The Federal Information Security Management Act is not going away anytime soon. But the way agencies report on their implementation of the seven-year-old law is getting a much needed facelift.
The Office of Management and Budget launched Oct. 19 CyberScope, an online reporting tool based on the Justice Department’s CSAM application.
Federal chief information officer Vivek Kundra says the interactive Web tool lets agencies move away from spreadsheets and to a system that requires two-factor authentication, including the secure identity card under Homeland Security Presidential Directive 12, and gives clear and timely insight across the government.
“Prior to the 2009 reporting cycle, OMB received via e-mail over 100 individual spreadsheets from agencies and paper copies of the Inspector General reports in response to FISMA reporting requirements,” says Kundra Thursday during a hearing before the Senate Homeland Security and Governmental Affairs Subcommittee on Federal Financial Management, Government Information, Federal Services and International Security. “These metrics were lagging indicators focused on compliance rather than outcomes. Agencies reported infrequently and, in many cases, only annually.”
OMB’s goal with CyberScope is to move agencies away from FISMA being a compliance exercise.
“A lot of agencies are looking at these processes as a three-year exercise, rather than looking at their systems’ security on an ongoing basis and monitor it on a real time basis,” he says. “CyberScope empowers its 600 estimated agency users to manage their internal reporting and information collection processes as best suits their individual needs.”
The sample entry of CyberScope OMB provided the committee show the agency’s FISMA progress, the status of the reports that are required by the law and the other documents that are either mandated or optional.
The data collected through this tool will eventually be fed into a new cybersecurity dashboard.
Kundra says this dashboard would be similar to the IT project dashboard OMB launched June 30.
“The dashboard will unlock the value of agency submissions when it comes to FISMA reporting and also the real time posture across the government,” he says. “Just as the IT dashboard took us from a static, paper based environment to a dynamic digital environment, the new cybersecurity dashboard will provide the government with a real-time view of threats facing us and our vulnerabilities.”
Kundra says OMB will combine the dashboard with more detailed cost data agencies are submitting for the first time in 2010 to gauge the value and return on investment the government is making around cybersecurity. OMB says agencies spent $1.3 billion on FISMA certification and accreditation efforts in 2009, and more than $6.5 billon overall on cybersecurity.
“In the coming years detailed cost data combined with performance based metrics will allow OMB and agencies to effectively manage and make informed decisions when it comes to risk,” he says.
One way OMB is leading this effort is through the CIO Council’s cybersecurity metrics task force.
“The metrics will be focused on game changing ways to address real security,” he says. “It is not necessarily asking the question do you have patch management program, but how long does it take for you to patch those systems? We are in early phases in terms of deploying a governmentwide approach.”
Kundra says he would share the draft set of metrics with Congress and the public by November. By early calendar year 2010 OMB will issue the final metrics and the roadmap for future reporting efforts. OMB expects agencies to report on these metrics the first time in the fall of 2010.
Another area OMB is focused on is creating a secure desktop configuration for Microsoft’s new operating system, Windows 7. Kundra says the Defense Department and the National Institutes of Standards and Technology are leading that approach in a similar way the two agencies created secure versions of XP and Vista.
The State Department already is doing many of the things Kundra wants to take governmentwide.
John Streufert, State’s chief information security officer, says the agency began using a risk scoring system to compliment its FISMA reporting.

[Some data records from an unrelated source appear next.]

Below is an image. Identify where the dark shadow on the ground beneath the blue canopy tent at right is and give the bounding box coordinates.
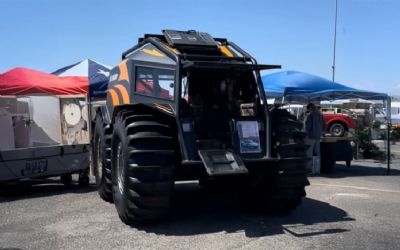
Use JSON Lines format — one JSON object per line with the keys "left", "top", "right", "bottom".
{"left": 321, "top": 162, "right": 400, "bottom": 178}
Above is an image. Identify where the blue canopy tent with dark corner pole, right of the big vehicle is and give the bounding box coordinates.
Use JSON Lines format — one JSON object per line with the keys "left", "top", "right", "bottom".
{"left": 262, "top": 71, "right": 391, "bottom": 174}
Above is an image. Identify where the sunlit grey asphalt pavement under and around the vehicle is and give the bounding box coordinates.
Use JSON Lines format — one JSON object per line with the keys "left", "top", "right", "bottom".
{"left": 0, "top": 160, "right": 400, "bottom": 249}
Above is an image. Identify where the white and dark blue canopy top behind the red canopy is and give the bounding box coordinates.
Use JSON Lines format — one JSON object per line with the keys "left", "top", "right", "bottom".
{"left": 52, "top": 59, "right": 111, "bottom": 98}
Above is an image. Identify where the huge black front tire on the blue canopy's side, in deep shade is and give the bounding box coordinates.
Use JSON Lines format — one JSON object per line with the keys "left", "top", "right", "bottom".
{"left": 241, "top": 109, "right": 309, "bottom": 213}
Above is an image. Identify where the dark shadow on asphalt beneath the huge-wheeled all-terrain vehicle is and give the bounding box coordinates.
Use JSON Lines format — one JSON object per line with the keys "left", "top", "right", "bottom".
{"left": 138, "top": 183, "right": 355, "bottom": 237}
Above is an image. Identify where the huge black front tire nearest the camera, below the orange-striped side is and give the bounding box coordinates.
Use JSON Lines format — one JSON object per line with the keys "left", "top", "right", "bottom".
{"left": 111, "top": 111, "right": 175, "bottom": 225}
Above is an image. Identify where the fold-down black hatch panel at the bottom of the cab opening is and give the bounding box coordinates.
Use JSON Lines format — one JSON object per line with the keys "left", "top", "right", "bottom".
{"left": 199, "top": 150, "right": 248, "bottom": 176}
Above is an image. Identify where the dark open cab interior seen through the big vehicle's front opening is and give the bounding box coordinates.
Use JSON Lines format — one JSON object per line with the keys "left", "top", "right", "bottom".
{"left": 181, "top": 69, "right": 263, "bottom": 149}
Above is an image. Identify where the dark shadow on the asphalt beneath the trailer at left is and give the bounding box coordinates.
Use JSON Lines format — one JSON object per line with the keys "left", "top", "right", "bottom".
{"left": 0, "top": 178, "right": 96, "bottom": 203}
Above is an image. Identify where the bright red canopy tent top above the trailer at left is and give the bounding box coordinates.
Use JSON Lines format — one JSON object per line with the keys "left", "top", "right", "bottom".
{"left": 0, "top": 67, "right": 89, "bottom": 95}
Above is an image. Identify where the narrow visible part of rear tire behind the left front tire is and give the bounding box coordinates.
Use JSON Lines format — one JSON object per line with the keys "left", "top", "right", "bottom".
{"left": 93, "top": 113, "right": 113, "bottom": 202}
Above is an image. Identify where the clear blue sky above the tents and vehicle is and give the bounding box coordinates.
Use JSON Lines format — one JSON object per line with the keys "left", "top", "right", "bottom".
{"left": 0, "top": 0, "right": 400, "bottom": 95}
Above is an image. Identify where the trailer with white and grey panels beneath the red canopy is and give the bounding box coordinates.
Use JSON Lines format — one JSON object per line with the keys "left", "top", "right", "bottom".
{"left": 0, "top": 95, "right": 89, "bottom": 185}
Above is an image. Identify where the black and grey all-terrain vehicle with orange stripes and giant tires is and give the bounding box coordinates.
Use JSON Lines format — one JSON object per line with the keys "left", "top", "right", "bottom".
{"left": 93, "top": 30, "right": 309, "bottom": 224}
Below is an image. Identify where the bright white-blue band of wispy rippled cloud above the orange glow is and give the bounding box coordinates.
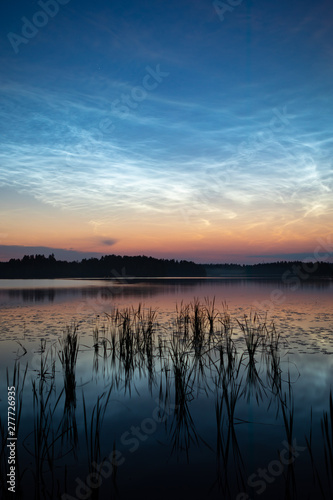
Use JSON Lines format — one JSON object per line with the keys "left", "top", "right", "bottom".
{"left": 0, "top": 89, "right": 332, "bottom": 232}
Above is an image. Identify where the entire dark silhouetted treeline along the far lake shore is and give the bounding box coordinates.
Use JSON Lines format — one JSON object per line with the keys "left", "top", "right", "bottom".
{"left": 0, "top": 254, "right": 333, "bottom": 281}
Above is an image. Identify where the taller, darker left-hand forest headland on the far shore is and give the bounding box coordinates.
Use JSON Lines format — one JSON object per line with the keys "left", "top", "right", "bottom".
{"left": 0, "top": 254, "right": 206, "bottom": 279}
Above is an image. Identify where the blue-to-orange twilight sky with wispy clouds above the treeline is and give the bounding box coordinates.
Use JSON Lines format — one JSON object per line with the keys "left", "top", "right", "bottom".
{"left": 0, "top": 0, "right": 333, "bottom": 263}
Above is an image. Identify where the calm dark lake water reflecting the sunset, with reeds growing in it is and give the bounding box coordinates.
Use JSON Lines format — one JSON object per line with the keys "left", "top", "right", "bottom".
{"left": 0, "top": 279, "right": 333, "bottom": 500}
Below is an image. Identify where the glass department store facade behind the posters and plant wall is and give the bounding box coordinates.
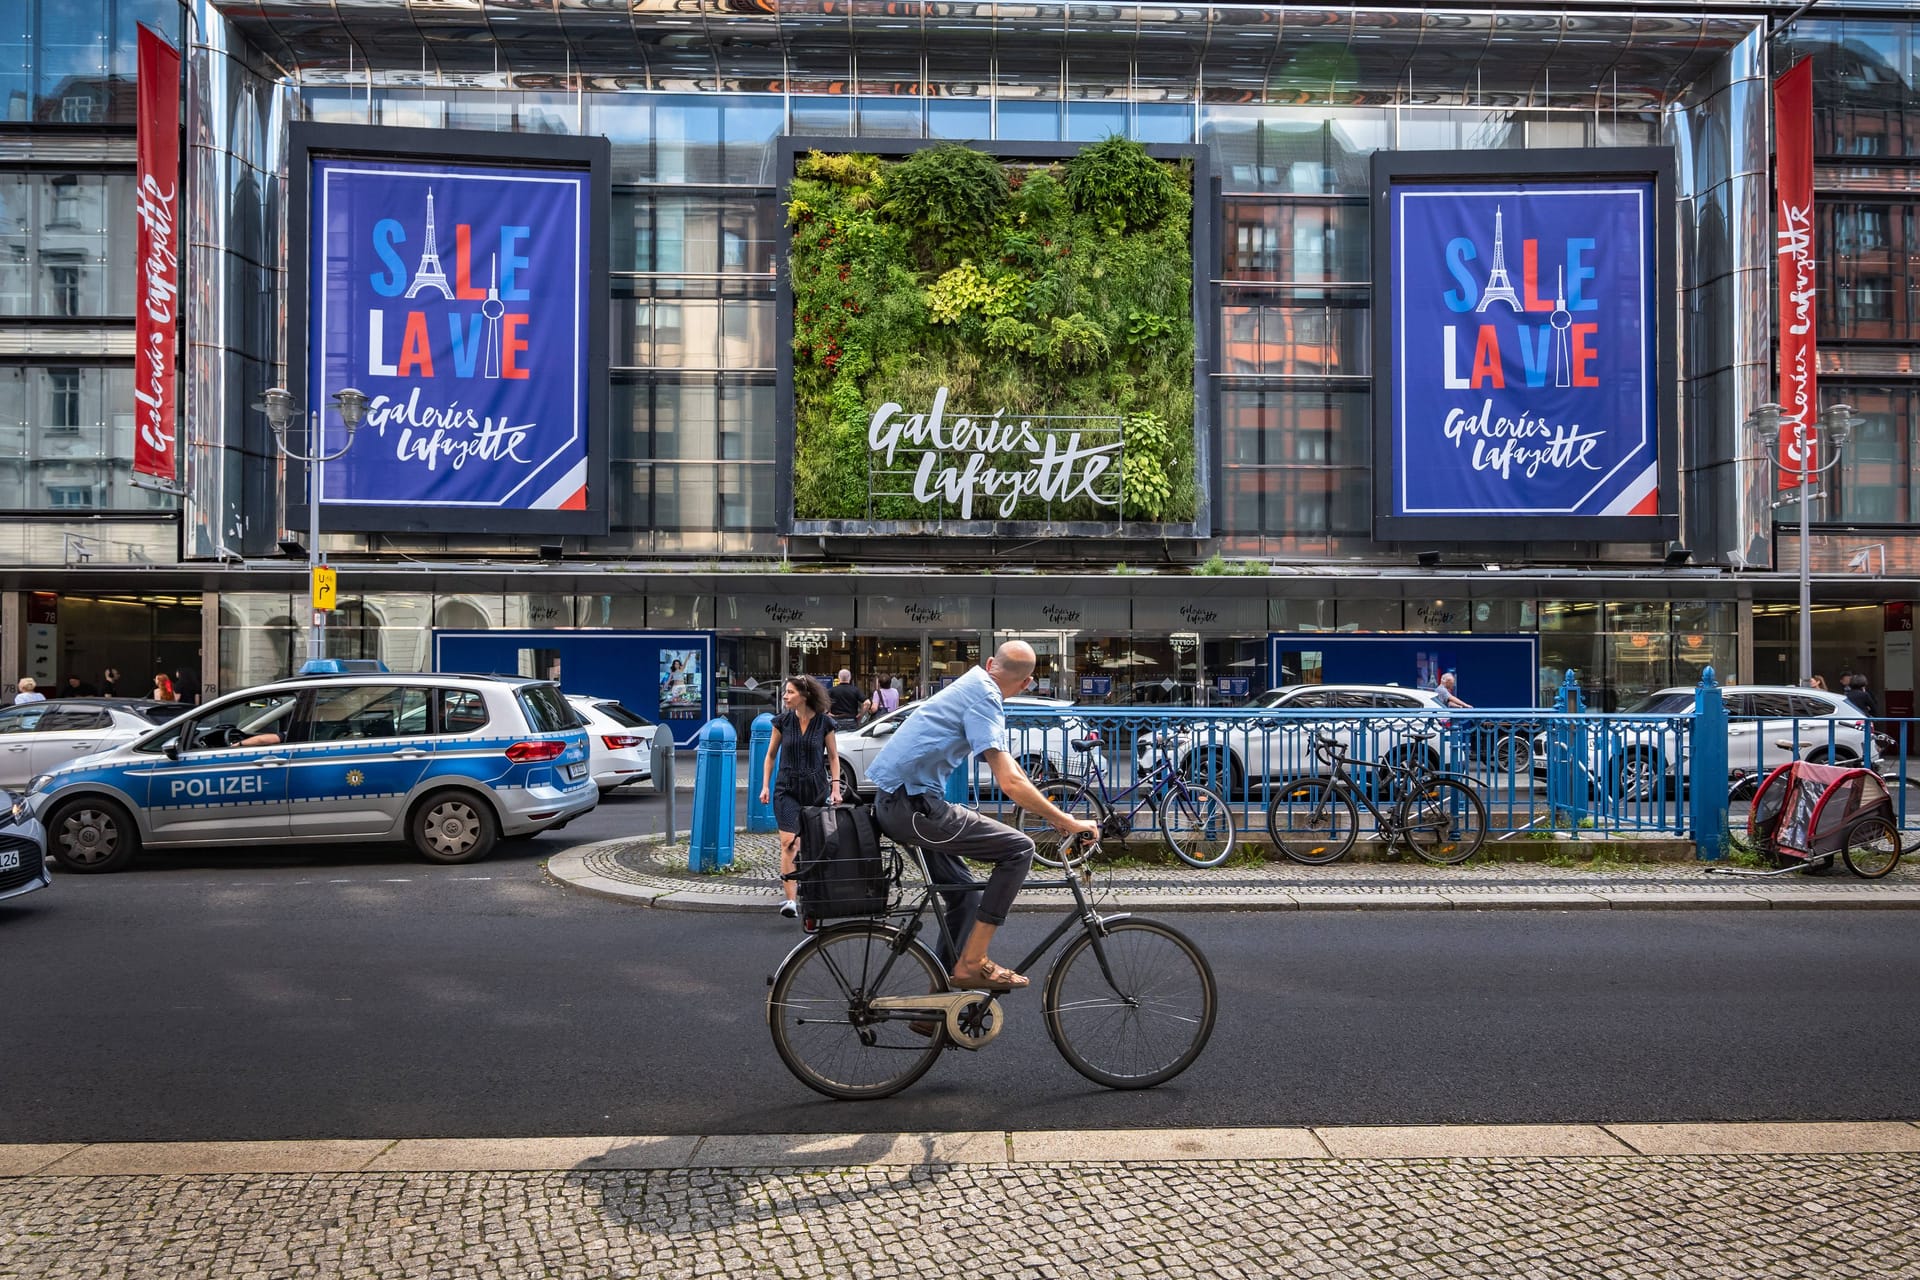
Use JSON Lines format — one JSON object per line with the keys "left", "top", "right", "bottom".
{"left": 0, "top": 0, "right": 1920, "bottom": 708}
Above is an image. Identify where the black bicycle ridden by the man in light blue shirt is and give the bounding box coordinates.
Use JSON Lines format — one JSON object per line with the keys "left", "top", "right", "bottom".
{"left": 766, "top": 832, "right": 1217, "bottom": 1100}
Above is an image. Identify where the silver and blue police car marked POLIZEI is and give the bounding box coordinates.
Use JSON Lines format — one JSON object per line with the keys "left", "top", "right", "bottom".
{"left": 31, "top": 672, "right": 599, "bottom": 871}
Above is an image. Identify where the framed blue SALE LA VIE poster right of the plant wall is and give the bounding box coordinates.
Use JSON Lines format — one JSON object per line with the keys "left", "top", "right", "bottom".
{"left": 1375, "top": 148, "right": 1678, "bottom": 541}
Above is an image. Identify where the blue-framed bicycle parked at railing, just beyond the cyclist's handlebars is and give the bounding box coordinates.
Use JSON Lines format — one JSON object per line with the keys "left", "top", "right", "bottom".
{"left": 1020, "top": 733, "right": 1240, "bottom": 867}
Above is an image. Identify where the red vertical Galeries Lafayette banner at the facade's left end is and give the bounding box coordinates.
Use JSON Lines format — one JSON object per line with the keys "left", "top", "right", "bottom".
{"left": 132, "top": 27, "right": 180, "bottom": 480}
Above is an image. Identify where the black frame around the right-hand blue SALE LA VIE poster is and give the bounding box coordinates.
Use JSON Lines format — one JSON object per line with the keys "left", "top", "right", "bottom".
{"left": 1369, "top": 146, "right": 1680, "bottom": 543}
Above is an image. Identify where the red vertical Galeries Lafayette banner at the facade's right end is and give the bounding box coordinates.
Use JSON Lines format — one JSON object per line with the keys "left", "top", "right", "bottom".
{"left": 1774, "top": 58, "right": 1820, "bottom": 489}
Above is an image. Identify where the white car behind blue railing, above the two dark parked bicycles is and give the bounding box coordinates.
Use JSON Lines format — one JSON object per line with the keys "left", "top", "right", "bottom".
{"left": 1135, "top": 685, "right": 1450, "bottom": 794}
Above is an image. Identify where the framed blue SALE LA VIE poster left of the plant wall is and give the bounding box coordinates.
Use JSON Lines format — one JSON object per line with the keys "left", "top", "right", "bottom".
{"left": 296, "top": 127, "right": 607, "bottom": 533}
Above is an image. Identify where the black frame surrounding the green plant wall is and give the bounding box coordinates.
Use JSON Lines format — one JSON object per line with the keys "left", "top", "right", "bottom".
{"left": 774, "top": 134, "right": 1221, "bottom": 545}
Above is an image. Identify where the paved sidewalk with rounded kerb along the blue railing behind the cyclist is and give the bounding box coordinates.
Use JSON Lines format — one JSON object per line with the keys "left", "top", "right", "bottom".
{"left": 547, "top": 831, "right": 1920, "bottom": 912}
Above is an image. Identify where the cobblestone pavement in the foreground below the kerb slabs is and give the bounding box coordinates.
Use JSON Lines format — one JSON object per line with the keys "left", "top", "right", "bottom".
{"left": 0, "top": 1155, "right": 1920, "bottom": 1280}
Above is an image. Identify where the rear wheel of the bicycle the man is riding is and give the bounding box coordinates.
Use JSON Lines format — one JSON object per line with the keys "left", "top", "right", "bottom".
{"left": 766, "top": 921, "right": 947, "bottom": 1102}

Streufert says it uses software to scan every computer and server connected to State’s network at least every 36 hours and ranks the results against eight security factors. State offices are scored based on how well they mitigate risks.
“Since mid-July, overall risk at the department’s key unclassified network measured by the risk scoring system has been reduced by nearly 90 percent in overseas sites and 89 percent in domestic sites,” Streufert says. “The details empower administrators with targeted, daily attention to conduct remediation and the summaries empower executives to oversee the most serious problems.”
Kundra says he’s impressed by State’s approach and has asked the Homeland Security Department and NIST to review the software to expand it across the government.
State also is discussing the system with the Veterans Affairs Department.
Streufert credits State’s leadership for understanding the cyber threat and paying close attention to fixing the problems.
“We used information that was already being collected in the organization, such as certification and accreditation reports” he says. “About 80 percent was an outgrowth of what was needed to manage PCs and servers so it was a matter of just lifting the data and putting it in a security warehouse.”
Sen. Tom Carper (D-Del.), chairman of the subcommittee, emphasized that OMB should use State’s approach more broadly across the government.
Carper is sponsoring legislation to update FISMA, but he says he isn’t sure when the committee would take it up.
“OMB is the only one to make this happen absent Congress a passing bill,” Carper says. “Mr. Kundra take hard look at what you can do and please do not waste another year or more money.”